Archdale did privately wonder how they would dismiss the dashing NSW batter Hazel Pritchard, and how they would deal with the spin bowling of Victoria’s Peggy Antonio and Anne Palmer, but the team would have been bristling with confidence.
Australia’s skipper Margaret Peden walked to the centre wicket with Betty Archdale for the historic coin toss: the first in women’s Test cricket and witnessed by 3000 spectators. It was an immediate success for the locals with Peden winning the toss and electing to bat.
Nerves attacked both teams. Twenty two debutants from two teams. The pressure to perform must have been enormous. There were rash strokes and dropped catches.
Archdale opened the bowling with the off spin of Myrtle Maclagan and the pace of Mary Taylor. Hazel Pritchard faced the very first ball in Test cricket. With her at the other end was Ruby Monaghan, both players from NSW. The first dismissal in Test cricket was… hit wicket. Hazel Pritchard disturbed the stumps from the bowling of Maclagan and the batting gun was out for only 4 runs. Archdale needn’t have worried how to get Hazel out – she did it herself.
The next “first” in women’s Test cricket was the first duck. Maclagan struck again taking out Nell McLarty, caught and bowled. And then another. Maclagan caught Monaghan from her own bowling and then Essie Shevill for another duck. Myrtle Maclagan, England’s opening batter, had taken 4 wickets for 5 runs opening the bowling.
Australia were already 4/10 runs when disaster struck. Wicket keeper Hilda Hills took a blow to her nose and retired hurt, taking no further part in the match. That was the end of her Test career.
Vice-captain Kath Smith was holding on grimly at one end before the next wicket fell. A body blow, it was the captain, Peden, clean bowled by Taylor. The Aussies were on the ropes and they never recovered. Smith top scored with 25 from a total score of 47. Next best was Lorna Kettels with 9.
Myrtle Maclagan took the incredible figures of 7-10 in a masterful performance from 14 overs. In her wildest dreams Betty Archdale could not have wished for a better performance. But for the dropped catches, it would have been even worse for Australia.
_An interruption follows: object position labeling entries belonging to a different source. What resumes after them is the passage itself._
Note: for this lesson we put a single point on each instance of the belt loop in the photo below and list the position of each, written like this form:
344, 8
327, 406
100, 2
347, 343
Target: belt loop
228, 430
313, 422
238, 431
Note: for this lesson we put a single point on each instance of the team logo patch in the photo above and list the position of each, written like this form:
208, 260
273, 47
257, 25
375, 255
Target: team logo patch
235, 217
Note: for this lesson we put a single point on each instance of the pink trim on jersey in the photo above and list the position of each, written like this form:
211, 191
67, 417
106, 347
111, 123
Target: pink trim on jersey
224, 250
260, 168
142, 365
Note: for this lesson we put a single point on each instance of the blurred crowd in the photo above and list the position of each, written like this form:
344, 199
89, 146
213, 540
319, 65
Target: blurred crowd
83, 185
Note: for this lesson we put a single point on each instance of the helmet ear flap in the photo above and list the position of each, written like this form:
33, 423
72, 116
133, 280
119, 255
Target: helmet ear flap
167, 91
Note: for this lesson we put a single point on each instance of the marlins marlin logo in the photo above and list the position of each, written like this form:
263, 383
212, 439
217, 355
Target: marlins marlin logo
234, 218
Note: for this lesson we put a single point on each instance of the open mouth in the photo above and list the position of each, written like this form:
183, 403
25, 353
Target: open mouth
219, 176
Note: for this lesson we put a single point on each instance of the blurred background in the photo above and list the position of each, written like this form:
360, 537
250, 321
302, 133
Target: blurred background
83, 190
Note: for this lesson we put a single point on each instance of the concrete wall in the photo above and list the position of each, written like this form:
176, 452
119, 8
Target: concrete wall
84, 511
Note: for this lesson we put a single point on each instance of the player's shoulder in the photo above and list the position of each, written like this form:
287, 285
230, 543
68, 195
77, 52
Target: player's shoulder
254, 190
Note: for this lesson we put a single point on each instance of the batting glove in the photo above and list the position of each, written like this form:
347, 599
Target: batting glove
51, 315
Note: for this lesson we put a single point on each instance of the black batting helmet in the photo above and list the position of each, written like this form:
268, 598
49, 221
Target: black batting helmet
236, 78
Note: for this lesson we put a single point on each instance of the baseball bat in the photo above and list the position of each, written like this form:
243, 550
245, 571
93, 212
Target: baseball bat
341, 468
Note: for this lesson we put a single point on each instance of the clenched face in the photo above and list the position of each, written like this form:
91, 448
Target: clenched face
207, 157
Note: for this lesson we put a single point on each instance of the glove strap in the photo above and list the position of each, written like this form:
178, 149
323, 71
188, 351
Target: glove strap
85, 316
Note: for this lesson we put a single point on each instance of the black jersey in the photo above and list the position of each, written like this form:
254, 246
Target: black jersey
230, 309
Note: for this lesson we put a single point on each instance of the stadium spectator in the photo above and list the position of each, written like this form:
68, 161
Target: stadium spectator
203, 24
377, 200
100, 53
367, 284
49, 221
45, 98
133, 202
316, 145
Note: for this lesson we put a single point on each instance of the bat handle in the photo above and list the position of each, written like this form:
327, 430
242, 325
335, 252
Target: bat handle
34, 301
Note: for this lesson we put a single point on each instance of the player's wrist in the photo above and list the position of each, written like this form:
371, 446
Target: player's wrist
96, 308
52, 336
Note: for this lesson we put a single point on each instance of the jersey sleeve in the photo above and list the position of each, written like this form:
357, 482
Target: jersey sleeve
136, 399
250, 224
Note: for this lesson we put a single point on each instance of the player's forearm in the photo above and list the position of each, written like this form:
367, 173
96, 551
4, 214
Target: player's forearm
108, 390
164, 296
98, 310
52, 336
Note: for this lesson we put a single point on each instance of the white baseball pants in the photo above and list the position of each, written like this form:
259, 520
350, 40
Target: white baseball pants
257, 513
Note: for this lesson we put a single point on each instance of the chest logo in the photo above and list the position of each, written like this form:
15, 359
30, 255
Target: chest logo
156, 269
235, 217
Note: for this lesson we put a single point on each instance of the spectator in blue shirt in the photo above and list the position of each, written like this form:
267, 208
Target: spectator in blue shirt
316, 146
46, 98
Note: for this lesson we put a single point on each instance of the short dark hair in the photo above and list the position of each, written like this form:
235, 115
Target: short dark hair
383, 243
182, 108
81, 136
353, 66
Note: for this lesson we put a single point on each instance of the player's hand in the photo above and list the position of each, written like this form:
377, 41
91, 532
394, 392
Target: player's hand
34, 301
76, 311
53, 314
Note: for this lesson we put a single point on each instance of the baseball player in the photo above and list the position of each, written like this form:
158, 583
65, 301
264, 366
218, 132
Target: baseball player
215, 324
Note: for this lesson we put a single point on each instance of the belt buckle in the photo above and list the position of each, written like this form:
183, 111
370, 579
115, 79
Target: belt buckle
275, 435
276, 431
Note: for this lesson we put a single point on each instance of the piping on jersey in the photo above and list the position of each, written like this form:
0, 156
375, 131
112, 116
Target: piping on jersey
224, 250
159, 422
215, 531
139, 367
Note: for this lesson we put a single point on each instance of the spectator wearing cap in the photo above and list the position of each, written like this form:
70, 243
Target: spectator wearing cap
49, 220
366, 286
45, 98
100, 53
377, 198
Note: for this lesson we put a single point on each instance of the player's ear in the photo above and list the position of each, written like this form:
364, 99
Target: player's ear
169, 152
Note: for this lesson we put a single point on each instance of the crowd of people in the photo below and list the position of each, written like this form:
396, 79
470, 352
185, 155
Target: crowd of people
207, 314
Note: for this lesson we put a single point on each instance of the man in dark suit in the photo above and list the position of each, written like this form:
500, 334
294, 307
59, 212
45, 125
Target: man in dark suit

Peden opened with two left arm quicks in Fern Blade and Kath Smith and followed with Nell McLarty’s right arm medium fast coming on first change. Hazel Pritchard stood in as wicket keeper for the injured Hills.
Australia struggled to break through until spin was introduced, in the form of Peggy Antonio who removed Betty Snowball for 15, but by then the England score was 48. Had Peden erred in starting with a three pronged pace attack, given the success of Maclagan for England?
Maclagan was having more success, this time with the bat. Not only had she taken the first five wicket haul in Test cricket (7-10) but she also scored the first half century, finally out for 72 in a dominant performance by the allrounder on this historic day.
England went to stumps 5/116 with captain Archdale at the crease 12 not out, well in control of the Test. This was how it unfolded, the beginning of women’s international cricket, on this day, eighty seven years ago.